PagedAttention -- BlockPool
The BlockPool class manages fixed-size KV cache blocks using a free list and hash table -- the foundation of PagedAttention.
vllm/v1/core/block_pool.pyGitHub
class BlockPool:
"""Pool of KV cache blocks with prefix caching support."""
def __init__(self, num_gpu_blocks, enable_caching,
hash_block_size, ...):
self.num_gpu_blocks = num_gpu_blocks
self.enable_caching = enable_caching
# All KV cache blocks -- one per physical GPU block
self.blocks = [
KVCacheBlock(block_id=i)
for i in range(num_gpu_blocks)
]
# Free block queue: doubly-linked list for O(1) alloc
self.free_block_queue = FreeKVCacheBlockQueue(
self.blocks
)
# Hash table for prefix cache lookups
self.cached_block_hash_to_block = BlockHashToBlockMap()
# Null block: reserved placeholder (never evicted)
self.null_block = self.blocks[0]
self.null_block.ref_cnt = 1
Continuous Batching -- Scheduler
The Scheduler maintains separate queues for waiting and running requests, promoting at every step to keep the GPU fully utilized.
vllm/v1/core/sched/scheduler.pyGitHub
class Scheduler:
def __init__(self, scheduler_config, ...):
# Request queues: waiting and running
self.waiting = create_request_queue(self.policy)

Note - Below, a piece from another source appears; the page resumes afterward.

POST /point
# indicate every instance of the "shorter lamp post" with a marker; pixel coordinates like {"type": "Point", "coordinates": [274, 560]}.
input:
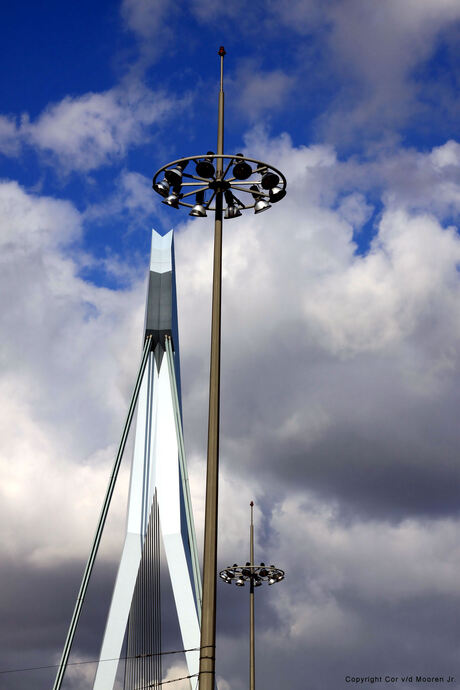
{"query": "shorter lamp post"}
{"type": "Point", "coordinates": [256, 575]}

self.running: list[Request] = []
# Resource constraints
self.max_num_running_reqs = (
scheduler_config.max_num_seqs
)
self.max_num_scheduled_tokens = (
scheduler_config.max_num_batched_tokens
)
# KV cache manager for block allocation
self.kv_cache_manager = KVCacheManager(
kv_cache_config=kv_cache_config,
enable_caching=cache_config.enable_prefix_caching,
)
Tensor Parallelism -- MultiprocExecutor
Spawns one worker process per GPU rank and uses shared-memory message queues for low-latency RPC dispatch.
vllm/v1/executor/multiproc_executor.pyGitHub
class MultiprocExecutor(Executor):
supports_pp: bool = True
def __init__(self, vllm_config, ...):
tp_size, pp_size, pcp_size = (
self._get_parallel_sizes()
)
assert self.world_size == (
tp_size * pp_size * pcp_size
)
# Shared-memory broadcast queue
self.rpc_broadcast_mq = MessageQueue(
tp_size * pp_size * pcp_size
)
# Spawn one worker per GPU rank
for rank in range(self.local_world_size):
worker = WorkerProc.make_worker_process(
vllm_config=vllm_config,
local_rank=rank,
rank=rank,
)
self.workers.append(worker)
Speculative Decoding -- EAGLE Proposer
The EAGLE proposer uses target model hidden states to predict draft tokens via a lightweight head.
vllm/v1/spec_decode/eagle.pyGitHub
class SpecDecodeBaseProposer:
def _greedy_sample(self, hidden_states):
"""Greedy-sample draft tokens from hidden states."""
if self.use_local_argmax_reduction:
return self.model.get_top_tokens(
hidden_states
)
return self.model.compute_logits(
hidden_states
).argmax(dim=-1)
def propose(self, target_token_ids,
target_hidden_states, ...):
# First pass: run draft model
self.set_inputs_first_pass(...)
hidden = self.model.forward(
self.draft_token_ids, ...
)
draft_tokens = self._greedy_sample(hidden)
# Iteratively generate remaining tokens
for i in range(1, self.num_speculative_tokens):
self.set_inputs_subsequent_pass(
draft_tokens, i
)
hidden = self.model.forward(...)
draft_tokens = self._greedy_sample(hidden)
Engine Core -- Main Loop
The step() method orchestrates one iteration: schedule, execute, sample, update.
vllm/v1/engine/core.pyGitHub
def step(self) -> EngineCoreOutputs:
"""Execute one iteration of the engine loop."""
if not self.scheduler.has_requests():
return EngineCoreOutputs.empty()
scheduler_output = self.scheduler.schedule()
executor_future = self.model_executor.execute_model(
scheduler_output, non_block=True
)
grammar_bitmask = (
self.scheduler.get_grammar_bitmask()
)
model_output = executor_future.result()
self._process_aborts_queue()
outputs = self.scheduler.update_from_output(
model_output
)
return outputs
Production tip: Monitor
gpu_cache_usage_perc at the /metrics endpoint. When it consistently hits 100%, reduce --max-model-len or add GPU capacity. The vLLM Production Stack provides Helm charts with built-in Prometheus integration.